'Customers also bought a cock brush' - Amazon's new Swedish site raises a smile

Surely you can afford a human translator Jeff?

We miss the days when AI had a sense of humour. Back in the day, and it wasn't so very long ago, BackBytes enjoyed travelling to foreign climes and sampling the local cuisine, particularly when the English-language menus had been authored by Google Translate. After all, who would not be tempted by delicacies such as ‘Bucket of Bones', ‘Duck Wire Explosion' and ‘F*ck a Bullfrog'?

Trouble is, AI is now so damn boring, so eager to please, so correct. It has lost all its character. So we were delighted to learn from Swedish newspaper SVT (via Google-Translate, natch), that AI pranking is alive and well, at least in that corner of the world.

Amazon's Swedish-language website was launched last week, but apparently $200 billion dollar man Jeff Bezos (or more likely one of his minions) decided that a human translator would be far too costly, given that Amazon has all that AI at its disposal. What better way to showcase the company's tech than a purely machine-translated shopping experience? After all machines are the future and don't need to take time off for a pee.

"We are pleased to open the doors for Amazon.se and offer Swedish consumers a selection of more than 150 million products, of which tens of thousands come from local Swedish companies," said Alex Ootes, vice president of European expansion at Amazon, in a press release.

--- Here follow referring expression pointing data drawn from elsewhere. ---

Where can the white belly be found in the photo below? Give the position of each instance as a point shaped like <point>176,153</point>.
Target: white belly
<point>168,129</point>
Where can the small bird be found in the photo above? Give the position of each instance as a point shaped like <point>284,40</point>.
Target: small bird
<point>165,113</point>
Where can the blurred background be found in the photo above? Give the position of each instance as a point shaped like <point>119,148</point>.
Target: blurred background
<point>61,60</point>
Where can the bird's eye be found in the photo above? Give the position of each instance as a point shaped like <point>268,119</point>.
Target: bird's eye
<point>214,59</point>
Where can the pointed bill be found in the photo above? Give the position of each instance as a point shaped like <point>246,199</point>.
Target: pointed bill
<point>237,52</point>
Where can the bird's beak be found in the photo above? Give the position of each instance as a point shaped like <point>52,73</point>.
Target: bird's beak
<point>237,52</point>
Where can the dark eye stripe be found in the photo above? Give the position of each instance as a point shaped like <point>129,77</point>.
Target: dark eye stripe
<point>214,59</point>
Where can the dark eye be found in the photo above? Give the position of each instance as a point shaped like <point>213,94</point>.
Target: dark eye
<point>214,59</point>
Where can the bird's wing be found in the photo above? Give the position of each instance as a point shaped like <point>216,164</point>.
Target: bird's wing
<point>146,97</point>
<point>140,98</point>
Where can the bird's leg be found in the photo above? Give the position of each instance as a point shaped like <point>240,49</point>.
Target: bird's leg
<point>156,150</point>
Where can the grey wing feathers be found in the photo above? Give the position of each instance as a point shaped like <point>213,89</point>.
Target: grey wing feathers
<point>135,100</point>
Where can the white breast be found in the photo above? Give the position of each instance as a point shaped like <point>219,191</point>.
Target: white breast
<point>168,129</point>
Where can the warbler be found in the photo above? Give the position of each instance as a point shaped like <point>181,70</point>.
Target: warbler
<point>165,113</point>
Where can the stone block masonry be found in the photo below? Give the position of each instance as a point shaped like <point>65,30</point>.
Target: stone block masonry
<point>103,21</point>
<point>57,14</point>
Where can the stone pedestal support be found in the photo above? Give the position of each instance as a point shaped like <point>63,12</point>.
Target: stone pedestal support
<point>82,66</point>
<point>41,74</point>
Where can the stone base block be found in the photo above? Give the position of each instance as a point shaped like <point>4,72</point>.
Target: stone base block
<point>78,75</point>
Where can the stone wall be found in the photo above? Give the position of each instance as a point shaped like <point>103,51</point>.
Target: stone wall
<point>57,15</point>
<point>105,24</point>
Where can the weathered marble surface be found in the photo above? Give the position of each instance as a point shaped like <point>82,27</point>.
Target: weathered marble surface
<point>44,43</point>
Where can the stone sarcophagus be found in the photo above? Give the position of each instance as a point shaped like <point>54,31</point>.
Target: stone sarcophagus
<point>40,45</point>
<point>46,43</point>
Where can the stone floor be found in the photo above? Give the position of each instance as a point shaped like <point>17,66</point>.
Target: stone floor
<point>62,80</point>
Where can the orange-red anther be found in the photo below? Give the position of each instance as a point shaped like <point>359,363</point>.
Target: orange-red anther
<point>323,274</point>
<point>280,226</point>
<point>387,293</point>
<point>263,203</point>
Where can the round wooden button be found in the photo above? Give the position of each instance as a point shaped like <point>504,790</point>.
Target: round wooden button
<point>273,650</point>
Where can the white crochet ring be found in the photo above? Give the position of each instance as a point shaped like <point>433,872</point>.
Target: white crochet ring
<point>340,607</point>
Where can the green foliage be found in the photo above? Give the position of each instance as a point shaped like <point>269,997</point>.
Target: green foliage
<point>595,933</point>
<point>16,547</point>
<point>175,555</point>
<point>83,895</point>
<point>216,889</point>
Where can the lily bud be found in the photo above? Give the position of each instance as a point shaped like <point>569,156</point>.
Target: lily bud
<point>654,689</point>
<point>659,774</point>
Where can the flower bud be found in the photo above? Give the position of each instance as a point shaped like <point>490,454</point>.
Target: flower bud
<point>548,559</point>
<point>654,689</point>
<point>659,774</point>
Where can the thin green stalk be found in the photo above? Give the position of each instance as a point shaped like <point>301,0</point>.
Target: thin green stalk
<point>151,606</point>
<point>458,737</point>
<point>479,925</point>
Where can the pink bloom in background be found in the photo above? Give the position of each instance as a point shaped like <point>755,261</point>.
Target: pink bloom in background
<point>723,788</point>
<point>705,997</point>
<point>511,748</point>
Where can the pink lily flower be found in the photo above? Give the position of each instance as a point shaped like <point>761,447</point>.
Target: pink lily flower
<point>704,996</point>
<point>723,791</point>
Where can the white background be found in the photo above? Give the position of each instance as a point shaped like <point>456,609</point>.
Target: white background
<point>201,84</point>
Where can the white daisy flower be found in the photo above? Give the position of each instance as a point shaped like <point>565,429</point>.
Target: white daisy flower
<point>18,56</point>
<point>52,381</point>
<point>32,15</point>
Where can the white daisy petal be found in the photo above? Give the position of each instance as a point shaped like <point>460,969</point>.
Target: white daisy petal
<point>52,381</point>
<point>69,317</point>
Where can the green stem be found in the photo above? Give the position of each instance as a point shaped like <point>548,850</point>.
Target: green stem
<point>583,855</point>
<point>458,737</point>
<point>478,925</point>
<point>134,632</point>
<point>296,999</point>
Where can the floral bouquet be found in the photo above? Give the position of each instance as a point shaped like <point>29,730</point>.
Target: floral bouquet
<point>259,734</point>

Among those 150 million products, Swedish shoppers were surprised, some no doubt delighted, to find an expansive range of cock brushes, cock paintings, rape curtains and prostitute earrings, although how many came from local Swedish companies was not made clear.

However, shoppers in Sweden began to question whether an actual local Swedish person had been shown the site before it hit the prime time. Apparently not.

"We want to thank everyone who highlights these problems and helps us make changes and improve Amazon.se," said corporate spokesperson Marta Karlqvist, shortly before being replaced by an AI. "We are very happy to have launched Amazon.se but are only in day two, and we always want to improve the customer experience."

We also miss the days when corporate spokespeople had a sense of humour, but unfortunately we can't remember those.